I was meeting with Kelie’s fantastic 10th St. Talent team the other day and they asked – and demanded I be honest – if I actually read all of the extensive background material they pass along when they recommend I interview a candidate.

I confessed that I do not. Not because I don’t think it’s valuable, nor because I’m a lazy degenerate (though some might disagree), but because I trust that they do, and I trust their judgment. After all, they have no incentive to pass along a candidate that they didn’t believe is qualified and likely to be a good fit. 

What I do do is read just enough to understand who I’m meeting and why.

That’s because the only thing I do when I’m interviewing a candidate for a job opening these days (at the risk of revealing a secret to getting a job with Permanent Equity) is go on a 30-minute walk around town with them and see if they can hold an engaging conversation the entire time.
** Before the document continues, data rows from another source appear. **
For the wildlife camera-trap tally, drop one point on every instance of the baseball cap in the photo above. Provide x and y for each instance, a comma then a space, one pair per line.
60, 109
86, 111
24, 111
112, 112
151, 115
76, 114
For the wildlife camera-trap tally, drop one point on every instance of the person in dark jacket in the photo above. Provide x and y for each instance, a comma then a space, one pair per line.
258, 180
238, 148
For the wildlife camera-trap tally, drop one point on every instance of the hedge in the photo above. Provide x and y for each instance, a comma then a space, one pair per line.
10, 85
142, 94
If yes, then I usually think we should hire them. 

My reasoning is that if you can hold an engaging conversation with a stranger for 30 minutes, it means you’re entertaining, likable, and curious. And being entertaining and likable and curious are the three traits that make for the most successful professionals. 

That brought us to the idea of risky hires – individuals who might not have the skills or experience for the job. Because if you’re a recruiter, you’re probably on thin ice recommending someone for a position for which they might not be qualified even if they are those three other things. So I told my own story of not really being qualified for any of the jobs I’ve been hired to do.
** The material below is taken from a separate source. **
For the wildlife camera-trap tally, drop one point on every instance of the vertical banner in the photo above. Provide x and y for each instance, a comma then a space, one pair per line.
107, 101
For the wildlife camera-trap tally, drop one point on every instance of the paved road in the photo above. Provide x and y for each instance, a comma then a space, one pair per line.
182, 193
A concept I’ve been toying with recently (and it might be too cute) is something I call skillability – a portmanteau mash-up of skill, ability, and scalability. The idea is that no one you hire will have exactly what you need today and you don’t know what you’ll need in the future. So what you’re looking for in a job search is someone with skillability i.e., a track record of building skills and scaling them into ever more important areas.

The thing about risk, remember, is that it’s negative reward. Variance. Without variance, upside is limited. So another way to look at a “risky” hire is that it’s a hire with more potential upside. And another way to look at a “low-risk” hire is that you might fill the role, but perhaps no more.

Our good friend Graham from Chick-fil-A shared an insight from NASA recently (we all went space crazy in April thanks to Artemis II and Project Hail Mary) that one of the most important traits of a team leader is a sense of humor because “Laughter, as much as courage, will sustain astronauts on their long quest to Mars.”

Sounds like I’m not the only one who thinks funny stories are the best.